Melancholy and nostalgia are striking me as soon as I reach the bellybutton of my tribe, a wannabe modern age metropolis with lesser value complexes from the communist darkness. but its not the murky history or gray zeitgeist that is hounting its streets, parking lots and rails, its my personal experience that makes me wanna cry and laugh at the same time when I see TV antenna on a mountain high above it.
I have truly experienced my heights and my lows here. When I have been just a fresh adult, with philosophers and psychedelics buzzing in my head I arrived here to build up my independency, identity and knowledge. I did succeed, but I am still doubting the choices I have made here. One might argue that there were no choices - the path was predetermined in a lot of ways. Some opportunities have been rejected, mostly due to increasing loss of confidence in people. On the other hand, I started loving and caring here again, after so long.
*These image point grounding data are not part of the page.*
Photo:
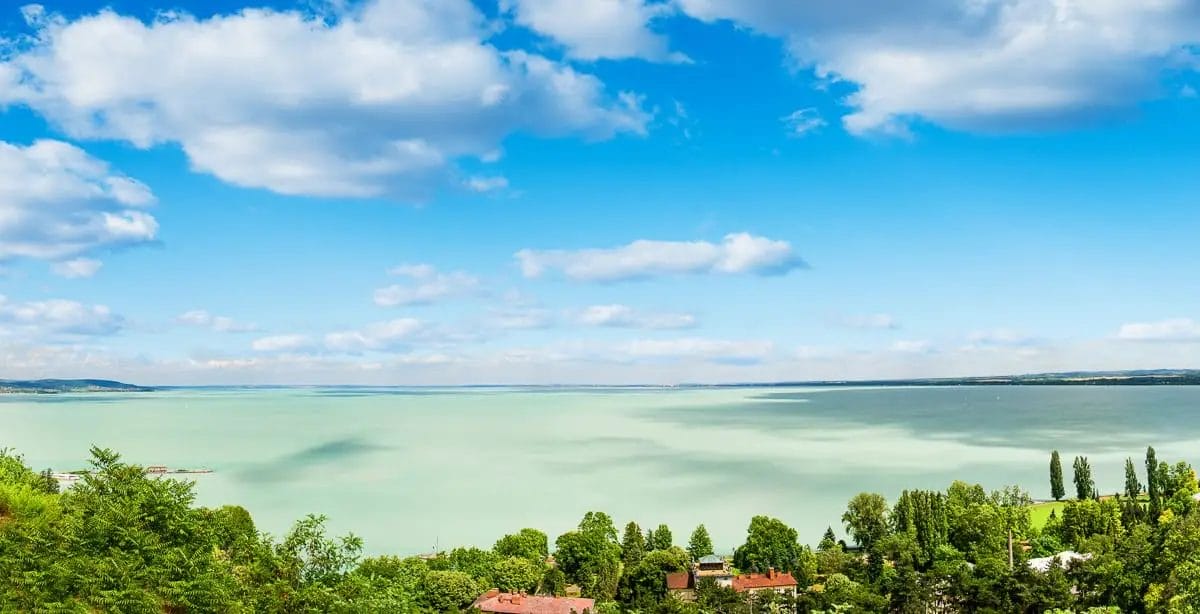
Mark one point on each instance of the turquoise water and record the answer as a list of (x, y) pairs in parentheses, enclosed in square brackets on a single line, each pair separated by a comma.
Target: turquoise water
[(409, 468)]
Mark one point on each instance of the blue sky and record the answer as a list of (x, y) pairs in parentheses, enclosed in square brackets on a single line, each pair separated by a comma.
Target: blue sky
[(595, 191)]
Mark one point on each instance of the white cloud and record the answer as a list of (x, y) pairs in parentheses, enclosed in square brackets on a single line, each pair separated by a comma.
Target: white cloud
[(1170, 330), (373, 101), (57, 317), (912, 347), (522, 318), (624, 317), (427, 286), (714, 350), (598, 29), (57, 202), (383, 336), (282, 343), (1001, 337), (803, 121), (77, 268), (484, 185), (737, 253), (979, 64), (871, 320), (203, 319)]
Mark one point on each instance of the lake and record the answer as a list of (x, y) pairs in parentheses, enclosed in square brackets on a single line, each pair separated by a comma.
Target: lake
[(409, 469)]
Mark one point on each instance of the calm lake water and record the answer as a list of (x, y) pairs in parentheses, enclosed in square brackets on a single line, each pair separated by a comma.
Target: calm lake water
[(408, 468)]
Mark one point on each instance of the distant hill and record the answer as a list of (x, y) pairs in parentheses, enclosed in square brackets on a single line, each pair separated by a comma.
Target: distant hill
[(1080, 378), (53, 386)]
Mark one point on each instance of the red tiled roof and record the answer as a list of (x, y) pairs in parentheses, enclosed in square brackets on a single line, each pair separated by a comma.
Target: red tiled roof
[(515, 603), (679, 581), (772, 579)]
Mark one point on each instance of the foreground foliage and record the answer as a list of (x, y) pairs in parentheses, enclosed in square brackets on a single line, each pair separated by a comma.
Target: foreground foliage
[(123, 541)]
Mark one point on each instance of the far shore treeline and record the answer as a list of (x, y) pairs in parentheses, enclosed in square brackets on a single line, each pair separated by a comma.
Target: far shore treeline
[(121, 540)]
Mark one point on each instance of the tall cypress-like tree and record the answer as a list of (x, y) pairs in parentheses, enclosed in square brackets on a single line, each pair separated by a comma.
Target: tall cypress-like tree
[(828, 540), (660, 539), (1133, 487), (1056, 488), (1085, 487), (633, 545), (1152, 486), (700, 545)]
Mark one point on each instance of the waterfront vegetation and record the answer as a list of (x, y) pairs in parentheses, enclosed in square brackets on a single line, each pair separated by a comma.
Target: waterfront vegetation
[(123, 541)]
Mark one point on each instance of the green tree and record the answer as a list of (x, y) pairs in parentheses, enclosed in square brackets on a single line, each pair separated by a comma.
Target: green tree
[(527, 543), (517, 575), (599, 523), (769, 543), (660, 539), (450, 590), (1056, 489), (647, 579), (867, 518), (1085, 487), (700, 545), (633, 545), (591, 557)]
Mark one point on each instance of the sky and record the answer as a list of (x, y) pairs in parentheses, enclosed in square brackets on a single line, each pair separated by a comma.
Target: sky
[(597, 191)]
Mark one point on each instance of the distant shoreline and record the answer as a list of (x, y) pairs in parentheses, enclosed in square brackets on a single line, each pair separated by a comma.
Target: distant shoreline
[(1108, 378)]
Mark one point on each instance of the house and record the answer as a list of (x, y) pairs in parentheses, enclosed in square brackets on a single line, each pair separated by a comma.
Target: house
[(495, 601), (773, 581), (715, 567), (682, 584)]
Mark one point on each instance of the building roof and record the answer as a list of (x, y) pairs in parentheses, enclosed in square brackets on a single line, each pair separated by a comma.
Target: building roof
[(772, 579), (679, 581), (519, 603)]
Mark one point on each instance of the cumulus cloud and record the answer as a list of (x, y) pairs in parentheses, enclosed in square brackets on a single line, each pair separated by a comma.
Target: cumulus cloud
[(377, 100), (624, 317), (912, 347), (281, 343), (522, 318), (484, 185), (203, 319), (714, 350), (871, 320), (1170, 330), (599, 29), (77, 268), (39, 319), (1001, 337), (57, 203), (976, 65), (426, 286), (803, 121), (383, 336), (737, 253)]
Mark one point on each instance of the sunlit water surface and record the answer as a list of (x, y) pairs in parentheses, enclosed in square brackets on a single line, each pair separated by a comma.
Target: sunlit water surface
[(412, 468)]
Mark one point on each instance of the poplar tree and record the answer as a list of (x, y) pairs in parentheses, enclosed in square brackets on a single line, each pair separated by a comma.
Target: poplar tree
[(1085, 487), (660, 539), (1133, 487), (700, 545), (633, 546), (1152, 486), (1056, 488)]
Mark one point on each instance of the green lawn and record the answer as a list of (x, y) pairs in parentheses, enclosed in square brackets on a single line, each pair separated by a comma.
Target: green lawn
[(1041, 512)]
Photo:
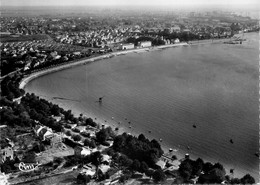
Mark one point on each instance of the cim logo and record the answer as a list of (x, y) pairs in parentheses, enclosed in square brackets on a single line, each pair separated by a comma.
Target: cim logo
[(28, 167)]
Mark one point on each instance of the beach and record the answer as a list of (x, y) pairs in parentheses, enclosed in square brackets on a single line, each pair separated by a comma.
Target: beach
[(124, 126)]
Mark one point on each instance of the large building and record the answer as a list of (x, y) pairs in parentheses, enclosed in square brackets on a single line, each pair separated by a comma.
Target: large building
[(144, 44), (45, 133), (126, 46)]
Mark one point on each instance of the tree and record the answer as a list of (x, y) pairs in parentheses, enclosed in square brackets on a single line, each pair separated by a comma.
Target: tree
[(159, 176), (144, 166), (76, 137), (68, 133), (29, 157), (207, 167), (149, 173), (136, 165), (83, 179), (235, 181), (247, 179), (185, 169), (102, 136), (125, 161)]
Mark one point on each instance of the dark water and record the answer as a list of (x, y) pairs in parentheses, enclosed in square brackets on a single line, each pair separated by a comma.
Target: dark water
[(213, 86)]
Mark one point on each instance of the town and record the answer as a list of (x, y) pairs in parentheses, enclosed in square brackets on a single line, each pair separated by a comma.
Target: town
[(41, 140)]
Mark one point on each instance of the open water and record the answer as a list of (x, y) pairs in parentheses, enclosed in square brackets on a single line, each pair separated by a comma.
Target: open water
[(166, 92)]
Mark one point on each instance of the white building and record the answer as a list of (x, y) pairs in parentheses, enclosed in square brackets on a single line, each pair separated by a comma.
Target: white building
[(126, 46), (176, 41), (145, 44)]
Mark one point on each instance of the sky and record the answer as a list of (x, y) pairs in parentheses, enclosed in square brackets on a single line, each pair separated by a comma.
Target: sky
[(237, 3)]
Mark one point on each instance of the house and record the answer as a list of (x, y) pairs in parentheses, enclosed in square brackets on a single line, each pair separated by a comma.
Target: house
[(81, 151), (144, 44), (126, 46), (106, 159), (104, 168), (6, 150), (45, 133), (175, 29), (3, 179), (161, 163), (176, 41)]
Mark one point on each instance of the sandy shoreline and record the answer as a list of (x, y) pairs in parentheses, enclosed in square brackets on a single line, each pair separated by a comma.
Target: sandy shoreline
[(114, 123)]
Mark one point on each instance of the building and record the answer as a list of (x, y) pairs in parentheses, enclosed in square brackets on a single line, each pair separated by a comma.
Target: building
[(144, 44), (176, 41), (46, 134), (81, 151), (6, 152), (126, 46), (3, 179)]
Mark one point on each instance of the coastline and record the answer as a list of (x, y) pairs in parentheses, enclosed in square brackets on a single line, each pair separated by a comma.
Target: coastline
[(84, 61), (180, 153)]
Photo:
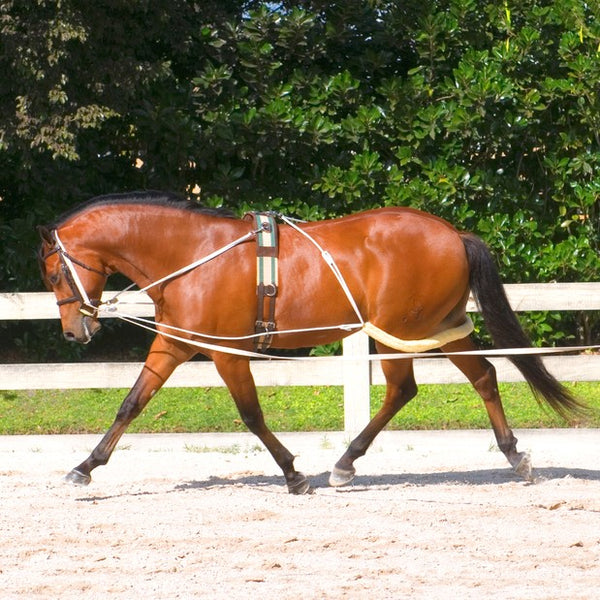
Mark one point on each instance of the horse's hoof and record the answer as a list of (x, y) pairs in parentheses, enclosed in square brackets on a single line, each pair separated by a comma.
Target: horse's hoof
[(340, 477), (76, 477), (299, 485), (524, 468)]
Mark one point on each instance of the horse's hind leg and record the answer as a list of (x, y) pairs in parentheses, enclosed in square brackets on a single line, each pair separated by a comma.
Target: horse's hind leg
[(160, 363), (400, 388), (236, 374), (482, 375)]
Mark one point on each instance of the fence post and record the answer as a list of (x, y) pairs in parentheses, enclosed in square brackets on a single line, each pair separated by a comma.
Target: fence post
[(357, 383)]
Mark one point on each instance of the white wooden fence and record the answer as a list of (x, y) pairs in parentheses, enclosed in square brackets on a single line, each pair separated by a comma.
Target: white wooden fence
[(353, 372)]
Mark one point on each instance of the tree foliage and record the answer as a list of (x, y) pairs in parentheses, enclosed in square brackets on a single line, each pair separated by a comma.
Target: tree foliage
[(486, 114)]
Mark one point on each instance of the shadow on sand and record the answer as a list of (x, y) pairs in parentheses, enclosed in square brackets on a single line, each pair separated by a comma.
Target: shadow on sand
[(361, 482)]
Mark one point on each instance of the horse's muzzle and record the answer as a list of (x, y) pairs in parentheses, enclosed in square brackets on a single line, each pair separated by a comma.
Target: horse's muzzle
[(84, 332)]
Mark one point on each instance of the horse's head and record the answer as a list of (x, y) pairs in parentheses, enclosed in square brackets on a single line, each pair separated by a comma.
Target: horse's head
[(77, 278)]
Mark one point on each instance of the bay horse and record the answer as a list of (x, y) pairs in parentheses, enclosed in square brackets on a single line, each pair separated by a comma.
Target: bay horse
[(407, 272)]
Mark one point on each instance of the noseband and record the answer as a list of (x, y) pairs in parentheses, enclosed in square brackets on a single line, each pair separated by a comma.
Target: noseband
[(88, 307)]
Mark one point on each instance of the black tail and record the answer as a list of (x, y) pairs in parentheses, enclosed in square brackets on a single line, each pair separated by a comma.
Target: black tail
[(506, 331)]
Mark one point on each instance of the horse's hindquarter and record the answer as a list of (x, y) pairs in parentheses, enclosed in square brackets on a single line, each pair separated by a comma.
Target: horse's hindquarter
[(407, 272)]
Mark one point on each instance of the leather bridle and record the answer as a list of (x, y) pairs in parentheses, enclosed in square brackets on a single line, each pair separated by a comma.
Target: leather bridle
[(88, 306)]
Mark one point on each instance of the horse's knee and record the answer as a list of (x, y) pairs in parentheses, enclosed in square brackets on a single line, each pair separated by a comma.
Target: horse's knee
[(487, 384)]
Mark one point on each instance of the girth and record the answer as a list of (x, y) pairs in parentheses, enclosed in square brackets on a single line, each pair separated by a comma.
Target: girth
[(267, 251)]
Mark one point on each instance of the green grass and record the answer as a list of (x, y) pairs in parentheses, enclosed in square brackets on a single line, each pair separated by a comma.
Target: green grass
[(286, 409)]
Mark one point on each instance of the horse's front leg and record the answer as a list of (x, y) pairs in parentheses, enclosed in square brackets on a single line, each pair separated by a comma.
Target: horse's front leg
[(236, 374), (160, 363)]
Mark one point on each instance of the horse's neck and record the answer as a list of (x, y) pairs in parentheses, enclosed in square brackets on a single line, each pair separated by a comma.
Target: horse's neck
[(147, 246)]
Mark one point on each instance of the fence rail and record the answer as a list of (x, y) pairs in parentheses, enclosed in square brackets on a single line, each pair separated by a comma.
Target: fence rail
[(353, 372)]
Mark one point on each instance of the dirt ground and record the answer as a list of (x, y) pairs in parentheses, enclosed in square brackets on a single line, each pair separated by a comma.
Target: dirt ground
[(430, 515)]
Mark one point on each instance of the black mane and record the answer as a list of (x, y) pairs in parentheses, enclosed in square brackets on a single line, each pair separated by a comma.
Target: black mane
[(148, 198)]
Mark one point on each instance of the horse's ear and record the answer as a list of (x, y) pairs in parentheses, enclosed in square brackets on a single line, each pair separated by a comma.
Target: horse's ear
[(45, 234)]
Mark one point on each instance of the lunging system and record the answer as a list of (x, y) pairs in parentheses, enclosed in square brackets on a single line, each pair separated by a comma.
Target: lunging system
[(401, 275)]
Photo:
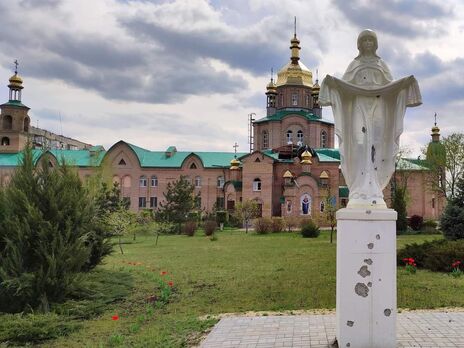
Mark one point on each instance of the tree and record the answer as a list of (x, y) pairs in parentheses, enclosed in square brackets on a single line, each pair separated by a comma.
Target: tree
[(179, 200), (246, 211), (452, 219), (45, 222)]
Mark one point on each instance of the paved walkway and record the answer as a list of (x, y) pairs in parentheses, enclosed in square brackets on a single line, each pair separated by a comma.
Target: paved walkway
[(415, 329)]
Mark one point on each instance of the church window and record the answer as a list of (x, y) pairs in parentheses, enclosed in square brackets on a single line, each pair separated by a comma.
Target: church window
[(257, 184), (289, 137), (295, 99), (153, 202), (27, 121), (299, 137), (7, 122), (220, 182), (323, 139), (126, 181), (265, 143)]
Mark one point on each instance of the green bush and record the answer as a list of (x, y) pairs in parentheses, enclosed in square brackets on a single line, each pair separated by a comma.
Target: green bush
[(263, 225), (210, 227), (189, 228), (34, 328), (310, 230), (416, 222), (278, 224), (221, 216), (452, 222), (436, 255)]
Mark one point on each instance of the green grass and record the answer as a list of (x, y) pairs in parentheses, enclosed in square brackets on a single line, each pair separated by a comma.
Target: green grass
[(236, 273)]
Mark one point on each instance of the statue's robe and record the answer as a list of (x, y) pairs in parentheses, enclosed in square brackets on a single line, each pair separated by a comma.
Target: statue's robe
[(368, 109)]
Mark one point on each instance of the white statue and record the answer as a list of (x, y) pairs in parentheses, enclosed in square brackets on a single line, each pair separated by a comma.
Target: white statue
[(368, 108)]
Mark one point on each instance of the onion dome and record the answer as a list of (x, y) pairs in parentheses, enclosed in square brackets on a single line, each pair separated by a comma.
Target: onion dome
[(306, 157), (295, 72), (16, 82), (234, 164), (436, 152), (287, 175)]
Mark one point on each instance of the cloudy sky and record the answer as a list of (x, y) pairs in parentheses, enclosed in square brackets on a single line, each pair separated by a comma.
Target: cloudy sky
[(188, 72)]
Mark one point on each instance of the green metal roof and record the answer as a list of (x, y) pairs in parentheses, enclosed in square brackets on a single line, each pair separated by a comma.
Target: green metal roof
[(343, 191), (14, 103), (412, 164), (149, 158), (79, 158), (14, 159), (279, 115)]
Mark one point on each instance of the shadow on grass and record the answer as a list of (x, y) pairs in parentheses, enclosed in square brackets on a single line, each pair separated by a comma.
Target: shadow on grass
[(90, 298)]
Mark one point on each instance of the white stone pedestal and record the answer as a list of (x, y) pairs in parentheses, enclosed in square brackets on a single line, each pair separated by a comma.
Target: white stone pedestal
[(366, 278)]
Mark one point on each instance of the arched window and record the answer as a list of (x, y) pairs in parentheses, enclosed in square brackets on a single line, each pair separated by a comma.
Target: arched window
[(220, 182), (126, 181), (27, 122), (257, 184), (289, 137), (7, 122), (323, 139), (299, 137), (265, 143)]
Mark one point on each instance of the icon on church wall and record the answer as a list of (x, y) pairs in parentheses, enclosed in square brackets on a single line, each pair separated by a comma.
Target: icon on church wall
[(306, 204), (289, 207)]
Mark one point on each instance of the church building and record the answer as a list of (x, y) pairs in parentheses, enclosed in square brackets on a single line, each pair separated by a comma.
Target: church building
[(292, 169)]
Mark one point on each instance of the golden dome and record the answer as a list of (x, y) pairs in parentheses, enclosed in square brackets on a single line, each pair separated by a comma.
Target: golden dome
[(16, 81), (234, 164), (306, 157), (288, 175)]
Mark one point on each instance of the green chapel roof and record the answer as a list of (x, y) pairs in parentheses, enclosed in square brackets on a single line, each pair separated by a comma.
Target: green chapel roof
[(280, 114), (149, 158), (14, 159), (80, 158)]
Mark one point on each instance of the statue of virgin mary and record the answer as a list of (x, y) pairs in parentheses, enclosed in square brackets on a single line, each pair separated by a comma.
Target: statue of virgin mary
[(368, 107)]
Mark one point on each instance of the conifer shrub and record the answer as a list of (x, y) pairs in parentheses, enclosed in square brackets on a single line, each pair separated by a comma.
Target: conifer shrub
[(210, 227), (278, 224), (45, 222), (263, 225), (310, 230), (415, 222), (189, 228)]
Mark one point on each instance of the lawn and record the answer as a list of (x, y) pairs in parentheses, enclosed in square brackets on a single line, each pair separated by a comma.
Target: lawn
[(239, 272)]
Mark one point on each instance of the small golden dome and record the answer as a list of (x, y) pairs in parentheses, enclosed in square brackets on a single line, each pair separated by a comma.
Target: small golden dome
[(288, 175), (234, 164), (306, 157), (16, 81)]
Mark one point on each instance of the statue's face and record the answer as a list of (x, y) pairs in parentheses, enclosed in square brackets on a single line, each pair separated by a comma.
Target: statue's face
[(368, 44)]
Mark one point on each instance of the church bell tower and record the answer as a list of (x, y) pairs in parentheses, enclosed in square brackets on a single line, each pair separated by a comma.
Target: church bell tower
[(14, 121)]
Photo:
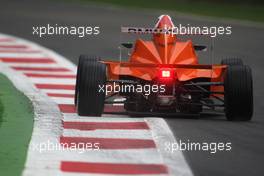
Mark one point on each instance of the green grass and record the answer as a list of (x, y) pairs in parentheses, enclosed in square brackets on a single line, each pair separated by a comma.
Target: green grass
[(16, 124), (243, 11)]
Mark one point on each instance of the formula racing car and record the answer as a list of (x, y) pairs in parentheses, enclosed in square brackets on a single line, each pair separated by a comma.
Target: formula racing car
[(163, 76)]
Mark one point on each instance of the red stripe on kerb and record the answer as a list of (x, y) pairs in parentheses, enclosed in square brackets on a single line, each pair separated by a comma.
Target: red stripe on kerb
[(60, 95), (106, 125), (27, 60), (55, 86), (14, 46), (113, 108), (65, 108), (41, 69), (113, 168), (39, 75), (107, 143)]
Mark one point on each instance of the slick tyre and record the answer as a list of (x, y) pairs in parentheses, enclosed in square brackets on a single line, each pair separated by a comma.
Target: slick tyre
[(232, 61), (90, 99), (238, 88), (82, 58)]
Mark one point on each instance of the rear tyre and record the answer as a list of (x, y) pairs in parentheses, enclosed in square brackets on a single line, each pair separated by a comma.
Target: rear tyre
[(232, 61), (238, 93), (90, 99), (82, 58)]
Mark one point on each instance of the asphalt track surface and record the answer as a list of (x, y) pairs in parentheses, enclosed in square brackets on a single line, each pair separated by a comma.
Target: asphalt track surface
[(246, 156)]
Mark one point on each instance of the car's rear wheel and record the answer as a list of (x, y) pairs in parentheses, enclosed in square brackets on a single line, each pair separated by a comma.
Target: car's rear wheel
[(238, 93), (90, 98), (232, 61), (82, 58)]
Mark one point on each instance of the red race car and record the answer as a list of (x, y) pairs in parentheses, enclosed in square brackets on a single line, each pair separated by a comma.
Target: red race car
[(163, 77)]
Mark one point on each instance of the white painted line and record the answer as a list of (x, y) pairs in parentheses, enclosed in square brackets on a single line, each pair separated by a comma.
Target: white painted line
[(58, 91), (128, 134), (60, 100), (23, 55), (105, 118)]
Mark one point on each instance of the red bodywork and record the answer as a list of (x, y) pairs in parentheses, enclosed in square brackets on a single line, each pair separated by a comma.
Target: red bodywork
[(164, 51)]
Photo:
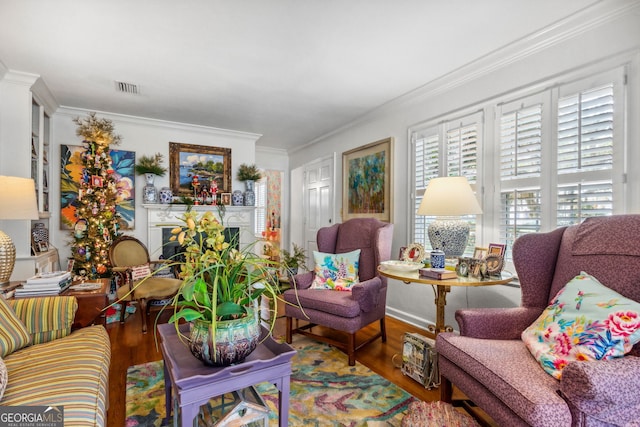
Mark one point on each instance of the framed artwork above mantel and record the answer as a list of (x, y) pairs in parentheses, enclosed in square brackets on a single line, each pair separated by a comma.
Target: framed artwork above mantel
[(207, 163), (367, 176)]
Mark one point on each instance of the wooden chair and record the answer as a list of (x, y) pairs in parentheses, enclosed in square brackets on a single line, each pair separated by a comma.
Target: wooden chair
[(344, 311), (129, 256)]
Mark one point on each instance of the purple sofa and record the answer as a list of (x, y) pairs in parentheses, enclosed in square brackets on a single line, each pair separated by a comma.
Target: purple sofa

It is here that I have decisively started to look inward, recognize the patterns of the modern age man and accept flaws and weaknesses everybody is bearing deep inside, behind the shadows of ourselves and neon-lit fog.
So, first I was in awe at its millions of souls often functioning together as one. Then I started to despise it, and finally I settled at accepting and enjoying life as it comes. And just then, when it started to go seriously under my skin and all of my friends started telling me that I will never leave, just as hundreds of thousands stay here, whirlwind of life took me away from it.
So, I can try to fool myself that I am better off, but I love this city. I can fool myself that it would be great to live here again, but I know this is far from the truth. It is best not to overthink it, just allow this caravan of memories to pass by, maybe go for a long walk alongside its river, streets and parks, remember the good times as well as the bad ones, try to learn something through retrospection and leave life and destiny decide if I am coming back or not.
I will miss it. It will be the first time in years and years that I am really taking my anchor with me when leaving it in a couple of days.